A “fracture” is the technical term for a “broken bone,” which is a crack in the bone. In fact, the two terms can be used interchangeably. Bones break, or fracture, in two settings: with a significant amount of force, (as in the case of a twisting injury when the ankle bones fracture or a car accident when bones in the foot may break), or when a small or moderate amount of force is applied over and over again to a specific bone. The first type is also called a “traumatic fracture,” while the second type is called a “stress fracture.” Most commonly, the bone breaks but does not shift position (i.e. does not “displace”).

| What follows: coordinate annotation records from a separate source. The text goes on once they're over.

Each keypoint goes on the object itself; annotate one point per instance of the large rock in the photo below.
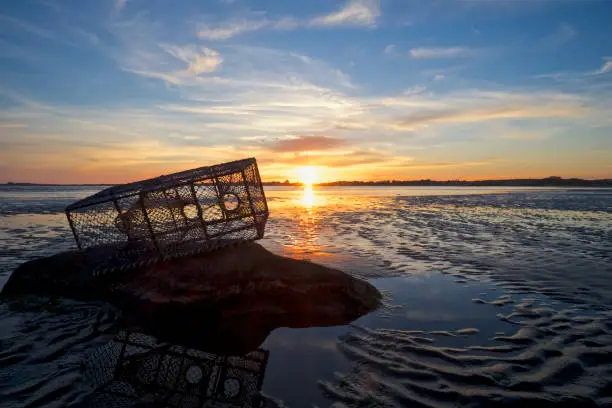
(226, 300)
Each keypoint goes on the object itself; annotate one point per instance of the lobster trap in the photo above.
(172, 215)
(134, 369)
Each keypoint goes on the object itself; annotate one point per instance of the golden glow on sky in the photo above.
(308, 175)
(308, 197)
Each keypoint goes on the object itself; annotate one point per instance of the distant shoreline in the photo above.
(545, 182)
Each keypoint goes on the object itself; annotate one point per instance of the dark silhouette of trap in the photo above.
(170, 216)
(135, 369)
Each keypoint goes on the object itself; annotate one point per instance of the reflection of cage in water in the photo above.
(134, 369)
(173, 215)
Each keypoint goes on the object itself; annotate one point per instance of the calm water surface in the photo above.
(493, 296)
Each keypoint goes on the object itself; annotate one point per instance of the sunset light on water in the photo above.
(285, 204)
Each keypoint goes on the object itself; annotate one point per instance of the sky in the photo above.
(110, 91)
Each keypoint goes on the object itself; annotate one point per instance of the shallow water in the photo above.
(492, 296)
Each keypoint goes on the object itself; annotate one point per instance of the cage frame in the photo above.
(206, 175)
(134, 364)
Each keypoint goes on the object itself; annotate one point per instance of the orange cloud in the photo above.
(306, 143)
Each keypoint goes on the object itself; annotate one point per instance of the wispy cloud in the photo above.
(120, 4)
(359, 13)
(306, 143)
(441, 52)
(354, 13)
(233, 27)
(606, 67)
(563, 34)
(199, 60)
(389, 49)
(28, 27)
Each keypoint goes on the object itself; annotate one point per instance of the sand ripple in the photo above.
(559, 358)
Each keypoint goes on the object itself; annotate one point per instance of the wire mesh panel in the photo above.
(172, 215)
(134, 369)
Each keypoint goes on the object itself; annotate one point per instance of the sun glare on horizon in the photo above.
(308, 175)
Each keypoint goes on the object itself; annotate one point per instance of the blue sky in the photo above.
(115, 90)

Athletes can get fractures in many locations, including the small bones in the feet.
A Jones fracture is a fracture at the base of 5th metatarsal (the long bone on the outside of the foot). These fractures commonly occur from twisting forces on the foot and can occur suddenly with an acute fracture or slowly over time as a stress fracture. Either way, these fractures cause pain and swelling on the outside of the mid-foot. Any weight bearing is painful, making it almost impossible to run, let alone cut or change direction. The fracture occurs at a part of the bone that has a limited blood supply, and this can affect healing as described below.
Jones fractures can occur to people in all walks of life. For most people, these fractures don’t need surgery. If this type of fracture is treated without surgery, the patient has to wear a special boot and walk with crutches to take stress off of the fracture and protect it while it heals, which may take at least six to eight weeks. However, sometimes the bone shows signs of delayed or non-union (non-healing), even after several months of treatment. This can usually be attributed to a poor blood supply to the area. In these cases, surgery may be necessary. This usually involves placing a special screw across the fracture, with the occasional addition of a bone graft, which acts to stimulate new bone growth.
When a high performance athlete has this type of fracture, they often undergo surgery right away. Obviously, they want to get back to competition as soon as possible, but waiting to see if the fracture heals may require more time than they’re willing to give. Therefore, they undergo surgery to stabilize the fracture, with or without bone graft. In order to speed up healing, in addition to a bone graft, a bone stimulator is used, supplying a weak electric current across the fracture site to encourage bone healing. Even with surgery, patients must wear a special boot and crutches to protect the fracture in the early healing phase.
Stress fractures are analogous to bending a paper clip. If you gently bend a paper clip a single time, it will not break. However, if you continue to bend it back and forth, over time it weakens and eventually breaks. This weakening of bone (also called “fatigue”) is technically called a “stress reaction.” When the bone goes on to actually break, it becomes a stress fracture.